Consider for a moment a different perspective, that of someone far up your leadership chain, the corporate executive. You may feel that they don’t understand what you do. You’re probably right. Because, for most of them, these lists of what is trending in artificialintelligence (AI)/machine learning (ML) and data science make them feel beaten down playing buzzword bingo on a constantly changing board. Just when they were ramping up on ML, suddenly everyone is referring to AI, and they can’t sort out exactly how the two are related, let alone what to do about it.
Because, as leaders, their challenge is to decide which new buzzwords bring business value and which are best left in the laboratory to mature. Feeling competitive pressure, many leap ahead and adopt corporate initiatives around data science or AI/ML, even as they are still trying to figure out their meaning. To keep it simple, I often bundle these buzzwords and call them “fancy math,” and, as passionate as I am about their power to make a positive impact on business, I also believe that starting with math misses the point.
Digital transformation is a strategic imperative for business today, but math-driven technology alone will not drive transformative change, which also requires a strong business vision and strategy. The most strategic step is to set the vision and identify the highest-priority problems to solve, which helps people understand the “why.” The most successful initiatives clearly communicate what McKinsey calls a “change story.” Once the business problems are well-framed, I encourage executives to leave the math under the hood for data scientists, because which math method to use is an important but tactical decision. Leading with math amounts to letting the tail wag the dog.

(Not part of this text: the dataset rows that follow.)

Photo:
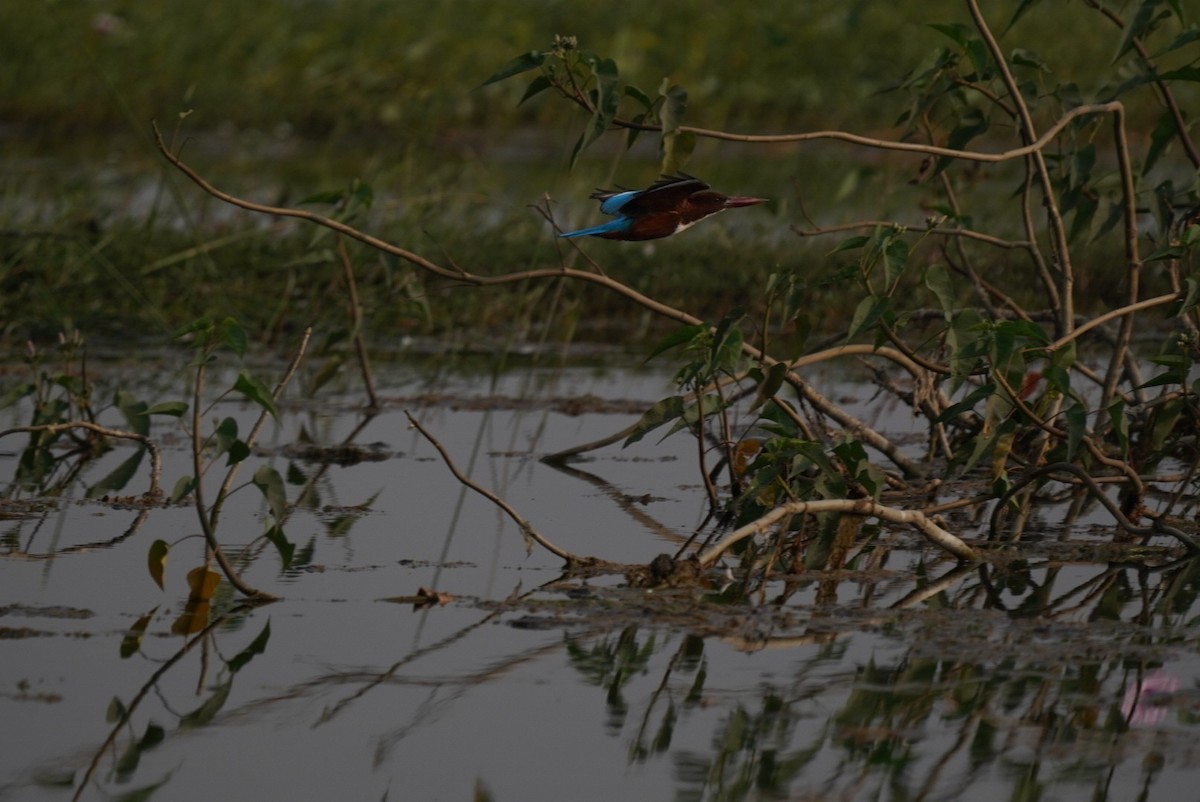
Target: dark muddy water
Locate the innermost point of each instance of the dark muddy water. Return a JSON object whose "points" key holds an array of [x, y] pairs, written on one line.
{"points": [[903, 677]]}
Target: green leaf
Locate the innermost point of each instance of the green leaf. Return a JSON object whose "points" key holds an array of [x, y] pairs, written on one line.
{"points": [[675, 106], [1182, 40], [270, 483], [1029, 59], [183, 488], [1144, 22], [677, 149], [851, 244], [1077, 426], [769, 384], [173, 408], [1020, 12], [683, 335], [640, 96], [538, 85], [663, 412], [937, 280], [1120, 425], [234, 336], [135, 412], [895, 257], [523, 63], [1182, 73], [156, 561], [1161, 137], [867, 315], [286, 548], [119, 477], [208, 711], [605, 100], [256, 647], [253, 389], [16, 394]]}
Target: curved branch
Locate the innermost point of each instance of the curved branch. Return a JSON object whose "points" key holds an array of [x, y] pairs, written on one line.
{"points": [[526, 526], [865, 507], [1158, 300], [1157, 527], [874, 438], [155, 458]]}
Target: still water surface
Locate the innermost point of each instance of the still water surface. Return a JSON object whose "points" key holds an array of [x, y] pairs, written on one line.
{"points": [[905, 678]]}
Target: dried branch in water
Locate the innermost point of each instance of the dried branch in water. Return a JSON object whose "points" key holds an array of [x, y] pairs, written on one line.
{"points": [[142, 440], [526, 526], [934, 533]]}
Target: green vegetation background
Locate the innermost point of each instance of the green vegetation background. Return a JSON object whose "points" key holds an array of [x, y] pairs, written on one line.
{"points": [[289, 99]]}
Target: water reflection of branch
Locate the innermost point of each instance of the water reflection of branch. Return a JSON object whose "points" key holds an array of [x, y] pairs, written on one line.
{"points": [[85, 548], [129, 710], [624, 501], [865, 507], [526, 526]]}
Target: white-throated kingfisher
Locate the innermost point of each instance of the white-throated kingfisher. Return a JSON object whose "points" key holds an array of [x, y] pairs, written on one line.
{"points": [[665, 208]]}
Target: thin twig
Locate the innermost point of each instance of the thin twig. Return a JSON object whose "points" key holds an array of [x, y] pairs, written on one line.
{"points": [[526, 526], [142, 440], [865, 507], [360, 345]]}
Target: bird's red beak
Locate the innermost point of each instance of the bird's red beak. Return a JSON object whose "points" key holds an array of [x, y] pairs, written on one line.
{"points": [[742, 201]]}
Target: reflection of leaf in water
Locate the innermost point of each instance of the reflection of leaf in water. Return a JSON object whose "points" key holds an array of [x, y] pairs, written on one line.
{"points": [[132, 640], [204, 714], [156, 561], [256, 647]]}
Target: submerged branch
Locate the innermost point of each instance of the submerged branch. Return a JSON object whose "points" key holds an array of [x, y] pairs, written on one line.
{"points": [[142, 440], [526, 526], [867, 507]]}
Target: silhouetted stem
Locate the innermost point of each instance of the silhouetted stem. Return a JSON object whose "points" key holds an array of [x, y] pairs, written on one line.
{"points": [[360, 345], [202, 512]]}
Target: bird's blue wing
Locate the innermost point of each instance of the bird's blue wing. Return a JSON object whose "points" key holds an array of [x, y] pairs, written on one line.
{"points": [[611, 227], [612, 202]]}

But McKinsey also found that those organizations with successful digital transformations also are more likely to use fancier math. This probably explains why LinkedIn’s 2020 Emerging Jobs Report cites AI specialist as the No. 1 growing job title, with 74% annual growth (followed by robotics engineer at No. 2 and data scientist at No. 3). Math can indeed move the world, but it is imperative to give it a chance to succeed. You, newly minted data scientist, are in hot demand, but it will take a lot more than just hiring you to actually impact the business. Because, as these McKinsey consultants write in the Harvard Business Review, Building the AI-powered organization requires many other core practices to ensure the adoption of your work. And their research shows that only 8% of organizations are doing what it takes to make that happen.